National City’s spokeswoman said that it viewed the Wellman case as different from those in Judge Boyko’s ruling.

Allegations of questionable fees levied by lenders, like those claimed by the Wellmans against National City, have also begun cropping up in courts nationwide.

In 2003, the Wellmans signed a forbearance agreement with National City. In it they agreed with the bank on the amount it said they owed. But in 2004, Mr. Wellman said he suspected the bank had overcharged him and he asked for an accounting of what he had paid on his loan.

Plugging the bank’s figures into a Quicken program confirmed his fears, he said. A local accountant, Steve Helwagen, scrutinized the bank’s numbers and testified to the court that National City’s accounting was off by $38,612 in its favor. Mr. Wellman stopped paying on the mortgage and hired a lawyer to try to recover those fees from the bank.

Included in the questionable charges, Mr. Helwagen said, were bank attorney fees, foreclosure fees and those covering hazard insurance. “The bank’s records were horrendous, they just jumped all over the place,” he said. “I’ve never seen anything like it in my life.”

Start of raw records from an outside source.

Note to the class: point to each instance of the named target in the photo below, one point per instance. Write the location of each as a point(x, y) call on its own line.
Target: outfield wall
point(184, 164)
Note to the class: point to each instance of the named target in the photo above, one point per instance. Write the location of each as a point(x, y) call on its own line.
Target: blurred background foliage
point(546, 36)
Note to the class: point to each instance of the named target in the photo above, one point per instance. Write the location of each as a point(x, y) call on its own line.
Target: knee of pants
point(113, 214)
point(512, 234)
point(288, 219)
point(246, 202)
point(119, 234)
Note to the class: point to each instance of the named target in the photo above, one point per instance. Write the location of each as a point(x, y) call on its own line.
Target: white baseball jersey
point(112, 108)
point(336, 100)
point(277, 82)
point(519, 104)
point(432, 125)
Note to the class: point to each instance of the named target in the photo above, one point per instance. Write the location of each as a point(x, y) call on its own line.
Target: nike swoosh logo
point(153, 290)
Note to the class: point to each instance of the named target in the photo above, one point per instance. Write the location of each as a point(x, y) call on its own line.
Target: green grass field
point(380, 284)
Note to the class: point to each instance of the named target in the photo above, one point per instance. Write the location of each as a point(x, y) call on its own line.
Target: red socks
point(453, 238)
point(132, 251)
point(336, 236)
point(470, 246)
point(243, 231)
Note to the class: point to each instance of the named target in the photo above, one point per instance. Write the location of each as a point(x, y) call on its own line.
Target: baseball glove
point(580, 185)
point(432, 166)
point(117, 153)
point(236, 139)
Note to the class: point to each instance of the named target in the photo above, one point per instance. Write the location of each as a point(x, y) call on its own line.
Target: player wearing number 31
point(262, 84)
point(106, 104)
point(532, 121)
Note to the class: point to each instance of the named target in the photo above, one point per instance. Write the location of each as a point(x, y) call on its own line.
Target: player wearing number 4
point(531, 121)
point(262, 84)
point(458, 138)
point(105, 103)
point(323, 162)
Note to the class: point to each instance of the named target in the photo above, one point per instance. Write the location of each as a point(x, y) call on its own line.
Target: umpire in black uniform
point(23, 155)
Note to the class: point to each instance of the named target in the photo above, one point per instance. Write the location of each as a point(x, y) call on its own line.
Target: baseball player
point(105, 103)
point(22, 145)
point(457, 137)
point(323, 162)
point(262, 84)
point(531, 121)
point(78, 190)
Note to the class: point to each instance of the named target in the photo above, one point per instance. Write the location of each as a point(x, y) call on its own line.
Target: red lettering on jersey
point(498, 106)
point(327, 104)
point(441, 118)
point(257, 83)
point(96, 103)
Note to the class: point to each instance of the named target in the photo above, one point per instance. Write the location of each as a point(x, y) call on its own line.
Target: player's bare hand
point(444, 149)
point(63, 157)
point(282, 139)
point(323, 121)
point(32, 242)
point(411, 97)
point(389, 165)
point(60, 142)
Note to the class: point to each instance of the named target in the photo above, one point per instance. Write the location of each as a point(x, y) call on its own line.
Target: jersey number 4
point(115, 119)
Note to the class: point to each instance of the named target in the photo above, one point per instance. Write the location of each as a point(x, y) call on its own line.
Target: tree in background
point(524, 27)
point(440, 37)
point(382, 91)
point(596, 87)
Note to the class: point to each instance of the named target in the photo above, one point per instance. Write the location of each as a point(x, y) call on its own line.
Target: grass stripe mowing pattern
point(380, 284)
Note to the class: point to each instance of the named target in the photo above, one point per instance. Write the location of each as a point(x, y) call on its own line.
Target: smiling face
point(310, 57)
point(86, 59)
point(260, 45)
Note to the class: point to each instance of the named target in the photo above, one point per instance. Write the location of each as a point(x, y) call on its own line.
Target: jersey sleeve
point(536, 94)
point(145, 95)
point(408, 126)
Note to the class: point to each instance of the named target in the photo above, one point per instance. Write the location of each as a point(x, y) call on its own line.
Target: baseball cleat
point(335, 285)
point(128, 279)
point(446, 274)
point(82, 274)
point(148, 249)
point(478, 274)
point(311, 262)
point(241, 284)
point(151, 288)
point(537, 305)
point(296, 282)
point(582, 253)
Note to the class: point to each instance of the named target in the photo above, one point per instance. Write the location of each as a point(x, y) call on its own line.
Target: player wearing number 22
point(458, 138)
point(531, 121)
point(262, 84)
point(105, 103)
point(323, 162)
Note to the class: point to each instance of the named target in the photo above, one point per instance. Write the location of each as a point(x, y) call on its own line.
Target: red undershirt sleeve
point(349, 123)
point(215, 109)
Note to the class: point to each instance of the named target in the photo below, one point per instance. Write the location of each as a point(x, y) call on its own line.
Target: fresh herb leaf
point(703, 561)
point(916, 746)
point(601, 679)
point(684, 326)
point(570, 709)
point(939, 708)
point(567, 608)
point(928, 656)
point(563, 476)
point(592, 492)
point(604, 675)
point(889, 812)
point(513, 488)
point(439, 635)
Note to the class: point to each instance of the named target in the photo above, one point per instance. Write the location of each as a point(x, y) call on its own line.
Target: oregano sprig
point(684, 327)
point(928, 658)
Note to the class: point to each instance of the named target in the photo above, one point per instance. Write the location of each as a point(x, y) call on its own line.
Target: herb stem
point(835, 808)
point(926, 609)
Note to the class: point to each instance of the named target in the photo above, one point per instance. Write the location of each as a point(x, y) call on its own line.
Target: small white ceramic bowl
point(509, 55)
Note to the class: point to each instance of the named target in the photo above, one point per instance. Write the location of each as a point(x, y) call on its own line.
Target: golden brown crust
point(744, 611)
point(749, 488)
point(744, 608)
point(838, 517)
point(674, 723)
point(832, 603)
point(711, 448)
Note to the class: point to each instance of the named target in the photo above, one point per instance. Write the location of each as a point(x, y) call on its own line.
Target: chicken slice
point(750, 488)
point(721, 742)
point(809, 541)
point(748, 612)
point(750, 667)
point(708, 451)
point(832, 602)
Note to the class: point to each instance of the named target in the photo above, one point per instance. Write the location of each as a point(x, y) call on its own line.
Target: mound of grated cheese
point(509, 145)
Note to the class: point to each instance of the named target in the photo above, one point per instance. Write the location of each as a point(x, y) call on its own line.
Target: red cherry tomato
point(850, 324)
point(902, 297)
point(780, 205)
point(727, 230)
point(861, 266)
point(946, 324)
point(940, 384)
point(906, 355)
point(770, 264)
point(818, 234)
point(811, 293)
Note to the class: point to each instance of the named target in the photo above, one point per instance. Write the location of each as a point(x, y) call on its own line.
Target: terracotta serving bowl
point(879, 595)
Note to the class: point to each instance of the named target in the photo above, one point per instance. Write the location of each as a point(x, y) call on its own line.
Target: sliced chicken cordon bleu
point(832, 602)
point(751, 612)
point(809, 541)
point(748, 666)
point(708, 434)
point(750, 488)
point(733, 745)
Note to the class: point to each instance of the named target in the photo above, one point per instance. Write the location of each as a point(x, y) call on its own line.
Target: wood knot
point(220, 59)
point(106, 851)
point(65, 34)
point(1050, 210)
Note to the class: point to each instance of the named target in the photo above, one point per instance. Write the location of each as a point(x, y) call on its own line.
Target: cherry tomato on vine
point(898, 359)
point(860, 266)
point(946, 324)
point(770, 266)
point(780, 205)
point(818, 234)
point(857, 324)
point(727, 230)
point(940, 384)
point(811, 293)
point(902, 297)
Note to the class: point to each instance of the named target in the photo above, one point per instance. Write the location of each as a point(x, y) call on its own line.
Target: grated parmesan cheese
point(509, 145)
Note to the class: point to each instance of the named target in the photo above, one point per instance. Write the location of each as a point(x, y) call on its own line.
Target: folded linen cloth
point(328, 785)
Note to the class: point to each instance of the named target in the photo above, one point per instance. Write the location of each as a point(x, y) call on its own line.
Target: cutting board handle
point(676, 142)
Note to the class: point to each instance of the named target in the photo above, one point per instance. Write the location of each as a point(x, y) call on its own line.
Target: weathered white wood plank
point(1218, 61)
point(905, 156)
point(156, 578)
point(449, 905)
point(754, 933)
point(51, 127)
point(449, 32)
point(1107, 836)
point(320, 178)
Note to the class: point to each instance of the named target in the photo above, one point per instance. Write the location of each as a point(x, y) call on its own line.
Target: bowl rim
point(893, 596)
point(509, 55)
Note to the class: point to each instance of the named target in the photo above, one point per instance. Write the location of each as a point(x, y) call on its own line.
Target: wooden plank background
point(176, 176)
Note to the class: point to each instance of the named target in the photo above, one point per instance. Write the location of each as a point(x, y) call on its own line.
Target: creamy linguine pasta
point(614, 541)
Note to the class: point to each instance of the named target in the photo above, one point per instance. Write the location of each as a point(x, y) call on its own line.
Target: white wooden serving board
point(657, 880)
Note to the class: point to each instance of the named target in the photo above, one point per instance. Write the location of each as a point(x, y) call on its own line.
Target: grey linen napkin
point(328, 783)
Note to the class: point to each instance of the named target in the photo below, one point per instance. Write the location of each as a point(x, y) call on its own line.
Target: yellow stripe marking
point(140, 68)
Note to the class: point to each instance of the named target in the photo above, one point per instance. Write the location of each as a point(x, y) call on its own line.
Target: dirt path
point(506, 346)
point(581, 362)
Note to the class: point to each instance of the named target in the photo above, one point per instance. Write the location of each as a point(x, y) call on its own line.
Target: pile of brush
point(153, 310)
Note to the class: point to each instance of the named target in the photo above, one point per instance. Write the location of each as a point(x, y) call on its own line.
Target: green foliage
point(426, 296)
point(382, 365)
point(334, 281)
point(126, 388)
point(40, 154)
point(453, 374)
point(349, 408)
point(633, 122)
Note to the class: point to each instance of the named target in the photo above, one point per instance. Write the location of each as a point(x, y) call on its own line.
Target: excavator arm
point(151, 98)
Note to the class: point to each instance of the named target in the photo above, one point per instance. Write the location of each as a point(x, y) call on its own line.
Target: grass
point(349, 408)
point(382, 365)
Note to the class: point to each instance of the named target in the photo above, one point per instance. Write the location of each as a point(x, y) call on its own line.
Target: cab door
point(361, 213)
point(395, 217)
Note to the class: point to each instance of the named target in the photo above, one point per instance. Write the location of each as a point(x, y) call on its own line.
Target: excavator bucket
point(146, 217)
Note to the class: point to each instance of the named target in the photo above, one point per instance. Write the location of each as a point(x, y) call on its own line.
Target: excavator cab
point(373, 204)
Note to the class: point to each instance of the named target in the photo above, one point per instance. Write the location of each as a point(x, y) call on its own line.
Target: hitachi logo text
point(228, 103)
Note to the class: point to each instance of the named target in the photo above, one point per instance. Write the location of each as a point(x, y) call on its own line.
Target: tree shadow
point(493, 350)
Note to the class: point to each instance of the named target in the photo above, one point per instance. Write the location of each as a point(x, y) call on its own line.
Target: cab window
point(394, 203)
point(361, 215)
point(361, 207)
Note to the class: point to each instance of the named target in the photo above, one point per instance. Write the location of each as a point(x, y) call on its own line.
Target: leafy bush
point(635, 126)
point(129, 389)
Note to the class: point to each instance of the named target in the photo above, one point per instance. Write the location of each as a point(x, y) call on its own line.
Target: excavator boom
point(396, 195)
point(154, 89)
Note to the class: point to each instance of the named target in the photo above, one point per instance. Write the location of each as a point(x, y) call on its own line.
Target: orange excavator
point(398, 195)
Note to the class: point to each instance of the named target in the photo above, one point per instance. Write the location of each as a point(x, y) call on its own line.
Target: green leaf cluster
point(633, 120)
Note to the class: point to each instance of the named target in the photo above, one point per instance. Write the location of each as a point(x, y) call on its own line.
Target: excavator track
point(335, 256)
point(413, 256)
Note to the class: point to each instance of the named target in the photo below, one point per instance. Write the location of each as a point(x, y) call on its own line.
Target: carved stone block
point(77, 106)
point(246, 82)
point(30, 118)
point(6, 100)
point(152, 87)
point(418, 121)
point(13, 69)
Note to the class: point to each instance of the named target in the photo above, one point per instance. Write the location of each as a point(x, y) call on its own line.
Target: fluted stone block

Ms. Baird Adams said that National City Mortgage had done a thorough analysis of the charges on the Wellman loan and found them to be accurate. And Judge Knece found that the Wellmans were bound by the agreement they signed in 2003.

Roy Huffer, a lawyer in Circleville representing the Wellmans, said that both the trial court and appellate court have ignored the Wellmans’ allegations of problems in National City’s charges and its ownership of the note.

Having worked on the Wellman case for more than three years without pay, he said he laughed at a mass mailing last month from the Ohio Supreme Court, sent to all active lawyers in the state, asking them to represent, pro bono, borrowers in foreclosures. “That’s what I have been doing on this case for the past three years,” he said.